Eine aktuelle Studie des norwegischen Instituts DNV im Auftrag von SolarPower Europe weist auf eine mögliche Schwachstelle hin: Wechselrichter, die über das Internet fernsteuerbar sind – insbesondere im Kleinanlagenbereich (2–250 kW), wie sie auf vielen Hausdächern zu finden sind. Geräte dieser Art stammen häufig von chinesischen Herstellern wie Huawei, Sungrow oder GoodWe. Laut Studie sind etwa 70 % dieser Geräte theoretisch fernsteuerbar.

Das bedeutet nicht, dass ein Angriff unmittelbar bevorsteht. Aber es zeigt, wie wichtig es ist, diese Risiken ernst zu nehmen – auch ohne in Alarmismus zu verfallen.

Technische Realität: Frequenzabfall statt Hackerangriff?

Viele Wechselrichter sind so programmiert, dass sie sich bei Abweichungen im Stromnetz – etwa bei einer Frequenz über 50,2 Hz – automatisch abschalten. In einem stark vernetzten Stromnetz kann das binnen Millisekunden zu Dominoeffekten führen. Ein Abriss der Verbindung zu einem Nachbarland wie Frankreich könnte ausreichen, um viele Anlagen automatisch abzuschalten – ohne Zutun eines Hackers.

China – Risiko oder verlässlicher Partner?

China ist der weltweit größte Produzent von Wechselrichtern. Die Geräte sind günstig, zuverlässig und technologisch führend. Auch wenn der Einbau von sogenannten „Backdoors“ laut chinesischem Recht möglich ist, stellt sich die Frage: Was hätte China davon, die eigenen Exportschlager unbrauchbar zu machen? Selbst in geopolitischen Spannungen – etwa rund um Taiwan – wäre ein gezielter Ausfall europäischer PV-Systeme nicht im Interesse des Landes, da dies das Vertrauen in chinesische Technologie irreparabel beschädigen würde.

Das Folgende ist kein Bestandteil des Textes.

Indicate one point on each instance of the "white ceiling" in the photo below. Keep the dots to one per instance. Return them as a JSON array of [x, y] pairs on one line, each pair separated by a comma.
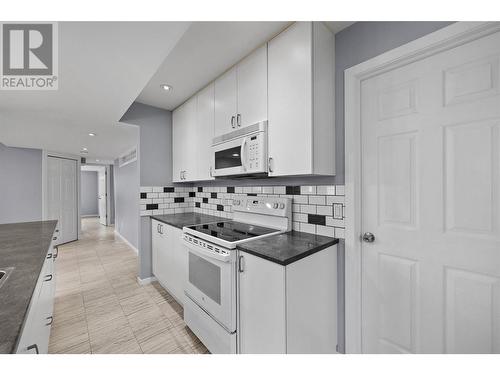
[[205, 51], [103, 66]]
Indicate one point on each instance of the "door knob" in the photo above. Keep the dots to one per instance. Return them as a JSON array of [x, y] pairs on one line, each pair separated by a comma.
[[368, 237]]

Was sollten Betreiber jetzt tun?

Panik ist fehl am Platz – aber Vorsorge ist sinnvoll. Denn unabhängig von politischen Spekulationen zeigt die DNV-Studie auch: Viele PV-Systeme sind unzureichend abgesichert. Es braucht klare Standards, stärkere Regulierungen und vor allem Bewusstsein bei Anlagenbetreibern.

Unsere Empfehlung:

  • Fragen Sie Ihren Solarteur gezielt nach Sicherungsmaßnahmen.
    Moderne Wechselrichter bieten Schnittstellen wie Modbus oder KNX, über die unabhängiges Monitoring und Steuerung möglich sind – auch abseits von Cloud-Diensten oder Herstellerservern.

  • Klären Sie, wie der Wechselrichter bei einem Netzausfall reagiert.
    Kann er eigenständig weiterarbeiten? Ist ein Zugriff über das Heimnetz notwendig – oder kann er notfalls auch autark laufen?

  • Verlassen Sie sich nicht allein auf Apps.
    So komfortabel App-basierte Steuerung auch ist – im Notfall kann ein simpler Schritt wie das Trennen vom WLAN eine Sicherheitsmaßnahme sein.

Wachsamkeit ohne Panik

Wechselrichter sind das Herzstück jeder Solaranlage – und wie jedes vernetzte Gerät nicht ohne Risiko. Doch mit technischer Weitsicht, unabhängiger Steuerung und kluger Beratung lassen sich Risiken beherrschbar machen. Der Schlüssel liegt nicht in Verboten, sondern in Transparenz, Standardisierung und einem ehrlichen Dialog zwischen Solarteur und Kunde.